Using the AD Cleanup Tool click on Filters, then select Show Groups and Groups Without Members.

cleanup empty active directory groups

You can see above I have several empty groups.

What I like to do is export this list and email it to my team to review. Maybe another administrator is using one of these and it’s a good idea to check before deleting them.

I often get asked how to find inactive groups. There is no easy solution for this that I know of. You will have to scan your network (folders, applications, systems) and check if a group is being used. If you know of a solution for this post a comment below.

8. Inventory Groups and Organizational Units

Cleaning up groups and organizational units is not easy. This is especially true in large organizations that have thousands of users and domain objects.

Before going down the rabbit hole of removing groups and OUs I recommend running some reports on what objects you have. You can export these reports and then review them with other team members.

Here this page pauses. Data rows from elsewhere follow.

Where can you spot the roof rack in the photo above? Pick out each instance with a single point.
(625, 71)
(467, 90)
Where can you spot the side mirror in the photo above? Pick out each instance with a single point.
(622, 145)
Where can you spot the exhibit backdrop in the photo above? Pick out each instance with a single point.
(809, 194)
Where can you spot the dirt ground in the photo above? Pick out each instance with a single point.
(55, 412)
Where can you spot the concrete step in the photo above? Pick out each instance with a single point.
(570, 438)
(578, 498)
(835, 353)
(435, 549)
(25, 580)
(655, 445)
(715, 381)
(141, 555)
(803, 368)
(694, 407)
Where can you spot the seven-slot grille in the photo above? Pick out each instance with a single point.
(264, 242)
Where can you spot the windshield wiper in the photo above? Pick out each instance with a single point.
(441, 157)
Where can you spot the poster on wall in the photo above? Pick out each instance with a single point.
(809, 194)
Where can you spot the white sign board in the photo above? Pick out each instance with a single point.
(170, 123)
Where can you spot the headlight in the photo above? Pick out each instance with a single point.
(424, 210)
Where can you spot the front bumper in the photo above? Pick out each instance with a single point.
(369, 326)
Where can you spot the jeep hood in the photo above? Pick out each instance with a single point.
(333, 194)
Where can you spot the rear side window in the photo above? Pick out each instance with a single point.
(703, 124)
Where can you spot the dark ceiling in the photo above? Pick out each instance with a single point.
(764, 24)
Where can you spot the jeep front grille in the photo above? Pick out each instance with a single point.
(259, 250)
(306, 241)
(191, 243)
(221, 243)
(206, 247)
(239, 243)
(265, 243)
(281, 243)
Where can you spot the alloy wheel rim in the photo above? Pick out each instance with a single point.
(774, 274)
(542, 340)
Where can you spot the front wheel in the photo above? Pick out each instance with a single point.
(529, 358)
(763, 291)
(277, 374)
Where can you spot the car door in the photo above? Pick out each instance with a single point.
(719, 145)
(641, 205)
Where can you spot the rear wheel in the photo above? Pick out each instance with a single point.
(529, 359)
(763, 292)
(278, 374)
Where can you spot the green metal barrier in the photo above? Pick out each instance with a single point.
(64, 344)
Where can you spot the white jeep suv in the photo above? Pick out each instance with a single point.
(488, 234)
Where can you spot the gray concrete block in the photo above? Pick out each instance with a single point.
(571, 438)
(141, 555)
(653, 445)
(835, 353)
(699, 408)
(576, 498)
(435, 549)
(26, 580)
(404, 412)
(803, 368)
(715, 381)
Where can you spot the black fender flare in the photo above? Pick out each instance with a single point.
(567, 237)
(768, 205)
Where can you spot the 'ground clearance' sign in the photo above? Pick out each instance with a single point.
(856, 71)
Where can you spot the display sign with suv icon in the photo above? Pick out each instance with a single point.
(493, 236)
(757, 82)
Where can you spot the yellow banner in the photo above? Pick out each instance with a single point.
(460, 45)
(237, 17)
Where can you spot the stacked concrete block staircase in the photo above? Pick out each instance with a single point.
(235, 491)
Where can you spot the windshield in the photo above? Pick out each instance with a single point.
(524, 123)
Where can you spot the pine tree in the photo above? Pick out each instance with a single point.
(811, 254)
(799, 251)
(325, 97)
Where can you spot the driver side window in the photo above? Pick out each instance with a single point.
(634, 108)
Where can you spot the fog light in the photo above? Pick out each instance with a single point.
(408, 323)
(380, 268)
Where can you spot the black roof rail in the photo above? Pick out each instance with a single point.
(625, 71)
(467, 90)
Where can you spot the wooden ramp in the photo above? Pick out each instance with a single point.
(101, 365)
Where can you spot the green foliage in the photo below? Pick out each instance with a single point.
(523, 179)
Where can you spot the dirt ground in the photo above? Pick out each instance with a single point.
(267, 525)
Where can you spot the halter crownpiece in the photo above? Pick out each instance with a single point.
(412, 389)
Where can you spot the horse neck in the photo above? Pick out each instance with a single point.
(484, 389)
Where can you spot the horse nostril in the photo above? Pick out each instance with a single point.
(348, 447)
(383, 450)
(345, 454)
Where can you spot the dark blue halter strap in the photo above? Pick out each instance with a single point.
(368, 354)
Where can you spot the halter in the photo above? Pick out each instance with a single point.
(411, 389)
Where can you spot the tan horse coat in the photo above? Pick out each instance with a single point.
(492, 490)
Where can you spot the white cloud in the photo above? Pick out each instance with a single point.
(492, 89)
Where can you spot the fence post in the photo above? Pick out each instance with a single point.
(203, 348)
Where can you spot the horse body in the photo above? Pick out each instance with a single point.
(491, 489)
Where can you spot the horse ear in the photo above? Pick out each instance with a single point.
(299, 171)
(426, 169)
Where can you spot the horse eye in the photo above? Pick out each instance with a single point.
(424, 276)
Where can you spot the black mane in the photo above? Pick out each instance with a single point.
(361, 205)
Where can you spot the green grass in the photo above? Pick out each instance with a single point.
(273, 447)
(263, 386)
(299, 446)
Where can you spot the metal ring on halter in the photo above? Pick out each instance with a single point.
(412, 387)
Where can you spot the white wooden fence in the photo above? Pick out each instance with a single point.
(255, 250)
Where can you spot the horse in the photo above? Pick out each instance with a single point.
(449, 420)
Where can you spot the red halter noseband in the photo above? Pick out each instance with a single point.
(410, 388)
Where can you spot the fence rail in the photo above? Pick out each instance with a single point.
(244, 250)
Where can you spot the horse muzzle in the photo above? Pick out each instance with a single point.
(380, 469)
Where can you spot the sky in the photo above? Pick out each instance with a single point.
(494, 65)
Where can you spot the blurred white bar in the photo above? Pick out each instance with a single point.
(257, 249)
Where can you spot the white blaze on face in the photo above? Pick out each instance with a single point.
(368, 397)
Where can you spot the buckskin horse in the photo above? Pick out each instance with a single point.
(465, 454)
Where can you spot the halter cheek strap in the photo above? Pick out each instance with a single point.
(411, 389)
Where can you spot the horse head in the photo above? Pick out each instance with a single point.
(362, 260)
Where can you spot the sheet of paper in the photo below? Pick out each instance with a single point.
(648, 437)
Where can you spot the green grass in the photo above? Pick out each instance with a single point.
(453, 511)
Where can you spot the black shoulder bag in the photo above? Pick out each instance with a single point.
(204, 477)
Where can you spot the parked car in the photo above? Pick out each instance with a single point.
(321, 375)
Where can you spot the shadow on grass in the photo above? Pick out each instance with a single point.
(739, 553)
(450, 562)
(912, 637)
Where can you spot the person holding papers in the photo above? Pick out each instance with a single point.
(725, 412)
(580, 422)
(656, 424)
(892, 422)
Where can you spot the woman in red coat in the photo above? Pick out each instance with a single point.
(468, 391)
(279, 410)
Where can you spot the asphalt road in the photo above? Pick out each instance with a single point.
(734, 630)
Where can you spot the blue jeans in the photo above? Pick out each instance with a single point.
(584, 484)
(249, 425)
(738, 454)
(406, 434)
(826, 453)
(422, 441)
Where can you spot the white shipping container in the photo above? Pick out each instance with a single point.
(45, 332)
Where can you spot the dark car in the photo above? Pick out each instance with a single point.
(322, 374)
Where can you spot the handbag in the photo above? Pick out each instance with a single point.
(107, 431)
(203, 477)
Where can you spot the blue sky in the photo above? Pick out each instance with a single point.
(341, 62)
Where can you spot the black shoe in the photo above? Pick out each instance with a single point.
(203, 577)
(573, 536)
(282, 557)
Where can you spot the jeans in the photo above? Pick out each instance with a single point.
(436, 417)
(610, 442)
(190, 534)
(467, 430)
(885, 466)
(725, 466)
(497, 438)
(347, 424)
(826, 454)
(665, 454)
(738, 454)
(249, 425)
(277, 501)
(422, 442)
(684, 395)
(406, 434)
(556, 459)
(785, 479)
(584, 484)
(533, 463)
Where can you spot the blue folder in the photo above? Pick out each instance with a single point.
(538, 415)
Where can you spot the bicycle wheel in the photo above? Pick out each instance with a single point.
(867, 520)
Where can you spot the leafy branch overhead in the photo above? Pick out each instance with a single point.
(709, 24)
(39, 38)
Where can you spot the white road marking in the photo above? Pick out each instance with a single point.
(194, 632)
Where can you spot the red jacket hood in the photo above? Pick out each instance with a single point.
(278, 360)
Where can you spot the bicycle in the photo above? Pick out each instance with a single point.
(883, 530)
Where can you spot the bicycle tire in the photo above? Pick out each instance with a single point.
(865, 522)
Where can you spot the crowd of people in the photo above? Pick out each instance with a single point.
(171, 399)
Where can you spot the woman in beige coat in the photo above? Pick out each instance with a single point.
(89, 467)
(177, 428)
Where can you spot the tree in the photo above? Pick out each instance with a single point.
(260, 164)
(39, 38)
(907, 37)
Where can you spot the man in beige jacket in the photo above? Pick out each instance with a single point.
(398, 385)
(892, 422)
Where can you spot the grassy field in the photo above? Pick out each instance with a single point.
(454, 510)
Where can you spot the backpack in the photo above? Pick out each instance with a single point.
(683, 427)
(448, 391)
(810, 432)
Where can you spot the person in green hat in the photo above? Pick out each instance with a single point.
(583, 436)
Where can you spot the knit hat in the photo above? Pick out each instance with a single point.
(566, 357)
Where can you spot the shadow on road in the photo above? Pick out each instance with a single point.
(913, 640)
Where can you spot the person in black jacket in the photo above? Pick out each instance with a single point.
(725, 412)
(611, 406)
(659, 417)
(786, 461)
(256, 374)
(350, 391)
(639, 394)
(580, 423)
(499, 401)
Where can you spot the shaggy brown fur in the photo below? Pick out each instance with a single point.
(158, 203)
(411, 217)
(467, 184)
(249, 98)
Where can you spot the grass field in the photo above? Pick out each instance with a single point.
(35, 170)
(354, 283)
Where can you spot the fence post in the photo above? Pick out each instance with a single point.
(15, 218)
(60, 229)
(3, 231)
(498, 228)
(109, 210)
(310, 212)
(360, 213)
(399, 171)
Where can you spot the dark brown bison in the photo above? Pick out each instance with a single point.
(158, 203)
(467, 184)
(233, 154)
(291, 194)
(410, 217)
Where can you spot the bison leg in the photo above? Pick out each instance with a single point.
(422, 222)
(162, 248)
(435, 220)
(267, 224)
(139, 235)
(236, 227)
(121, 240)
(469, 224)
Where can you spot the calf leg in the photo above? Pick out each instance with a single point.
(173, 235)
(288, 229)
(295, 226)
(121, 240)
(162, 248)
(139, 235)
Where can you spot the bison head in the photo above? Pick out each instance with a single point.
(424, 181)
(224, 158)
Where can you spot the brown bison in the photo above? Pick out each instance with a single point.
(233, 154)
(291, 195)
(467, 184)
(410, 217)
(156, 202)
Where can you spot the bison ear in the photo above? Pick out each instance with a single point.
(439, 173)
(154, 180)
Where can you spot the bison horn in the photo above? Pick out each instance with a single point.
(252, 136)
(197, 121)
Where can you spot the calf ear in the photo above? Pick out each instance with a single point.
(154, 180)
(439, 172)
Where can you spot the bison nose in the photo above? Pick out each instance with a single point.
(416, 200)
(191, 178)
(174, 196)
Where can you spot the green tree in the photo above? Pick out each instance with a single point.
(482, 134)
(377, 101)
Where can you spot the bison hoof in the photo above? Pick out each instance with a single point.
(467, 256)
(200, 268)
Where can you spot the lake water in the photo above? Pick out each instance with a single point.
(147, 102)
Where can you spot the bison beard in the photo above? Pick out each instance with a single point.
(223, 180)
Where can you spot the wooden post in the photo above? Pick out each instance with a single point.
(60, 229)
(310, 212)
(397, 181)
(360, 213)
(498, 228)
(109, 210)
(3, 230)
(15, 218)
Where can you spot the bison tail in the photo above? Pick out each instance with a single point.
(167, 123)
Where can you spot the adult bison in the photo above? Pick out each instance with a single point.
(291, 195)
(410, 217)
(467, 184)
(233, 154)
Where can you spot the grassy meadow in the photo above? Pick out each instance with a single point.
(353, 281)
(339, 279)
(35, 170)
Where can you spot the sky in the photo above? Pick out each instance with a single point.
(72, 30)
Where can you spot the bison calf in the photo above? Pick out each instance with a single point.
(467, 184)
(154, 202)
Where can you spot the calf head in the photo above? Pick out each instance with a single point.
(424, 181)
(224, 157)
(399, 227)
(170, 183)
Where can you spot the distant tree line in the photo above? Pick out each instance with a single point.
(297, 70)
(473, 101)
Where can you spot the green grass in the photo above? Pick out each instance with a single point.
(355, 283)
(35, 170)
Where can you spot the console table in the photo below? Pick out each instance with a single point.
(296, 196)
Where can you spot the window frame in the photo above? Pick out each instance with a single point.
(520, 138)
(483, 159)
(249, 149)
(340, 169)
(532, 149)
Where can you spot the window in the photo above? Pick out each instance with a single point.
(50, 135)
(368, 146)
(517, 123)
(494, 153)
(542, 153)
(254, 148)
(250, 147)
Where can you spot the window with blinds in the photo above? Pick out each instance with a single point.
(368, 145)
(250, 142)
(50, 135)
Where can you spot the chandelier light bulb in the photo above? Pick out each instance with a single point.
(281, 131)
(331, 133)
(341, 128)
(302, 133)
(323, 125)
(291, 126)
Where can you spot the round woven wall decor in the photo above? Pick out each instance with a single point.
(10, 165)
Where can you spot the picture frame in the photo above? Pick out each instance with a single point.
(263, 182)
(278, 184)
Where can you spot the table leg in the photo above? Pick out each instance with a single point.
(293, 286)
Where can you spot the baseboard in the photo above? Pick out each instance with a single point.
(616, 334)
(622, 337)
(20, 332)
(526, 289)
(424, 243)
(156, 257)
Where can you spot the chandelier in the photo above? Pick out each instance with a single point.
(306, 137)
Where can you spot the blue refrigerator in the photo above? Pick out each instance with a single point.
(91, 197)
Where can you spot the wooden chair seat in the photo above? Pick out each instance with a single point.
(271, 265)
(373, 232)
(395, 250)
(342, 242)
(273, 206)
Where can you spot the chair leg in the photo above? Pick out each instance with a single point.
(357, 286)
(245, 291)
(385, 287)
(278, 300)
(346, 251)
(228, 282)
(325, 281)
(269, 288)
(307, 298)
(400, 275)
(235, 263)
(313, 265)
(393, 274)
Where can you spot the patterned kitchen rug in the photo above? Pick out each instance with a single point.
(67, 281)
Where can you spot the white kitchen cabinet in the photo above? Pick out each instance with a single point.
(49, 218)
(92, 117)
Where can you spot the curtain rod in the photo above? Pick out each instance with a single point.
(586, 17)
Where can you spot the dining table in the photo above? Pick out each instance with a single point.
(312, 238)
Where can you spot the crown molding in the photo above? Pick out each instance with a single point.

One report I find useful is to list all OUs and the object count. I often find many OUs that have 0 objects in them. These might be some OUs you can delete.

How to Steps:

Click on Reports -> OUs and run the All OUs and object count report.

cleanup active directory groups and OUS

You can see above I have several OUs that have no objects in them. I created these for testing and they are currently not in use.

9. Automate Active Directory Cleanup

I recommend running an Active Directory Cleanup every 30 days. You could manually run through all the cleanup steps but it would be much more efficient to automate it, plus it will save you a lot of time.

Currently, the toolkit includes several reports that can be automated and emailed to you on a schedule. An alternative is to create a PowerShell script and use the task scheduler to run it on a schedule.

10. Communicate Active Directory Account Changes

True Story.

Years ago when I first started deleting old user and computer accounts I did not communicate it with anyone. Not long after disabling accounts the helpdesk would call and say “this user can’t login”, I reset their password but the user still can’t login. Oh! Yea, I disabled that account, I didn’t think it was being used. The helpdesk wasted a lot of time troubleshooting this because I disabled the account.

Same issue with computer accounts. Helpdesk would call and say the user can’t login. I’ve spent hours troubleshooting the computer but no luck. Hmm… oh yea I disabled their computer.

When you disable AD accounts I recommend you export the list to Excel and email it to all your system admins, IT tech, and helpdesk. This way they are aware of the accounts you have disabled and don’t spend hours troubleshooting them.

How to Steps:

With the AD Pro Toolkit, you can easily export any report by clicking on the export button.

Inactive Users report

There you have it, that is my list of Active Directory cleanup best practices. I hope you found this article useful, post any comments or questions below.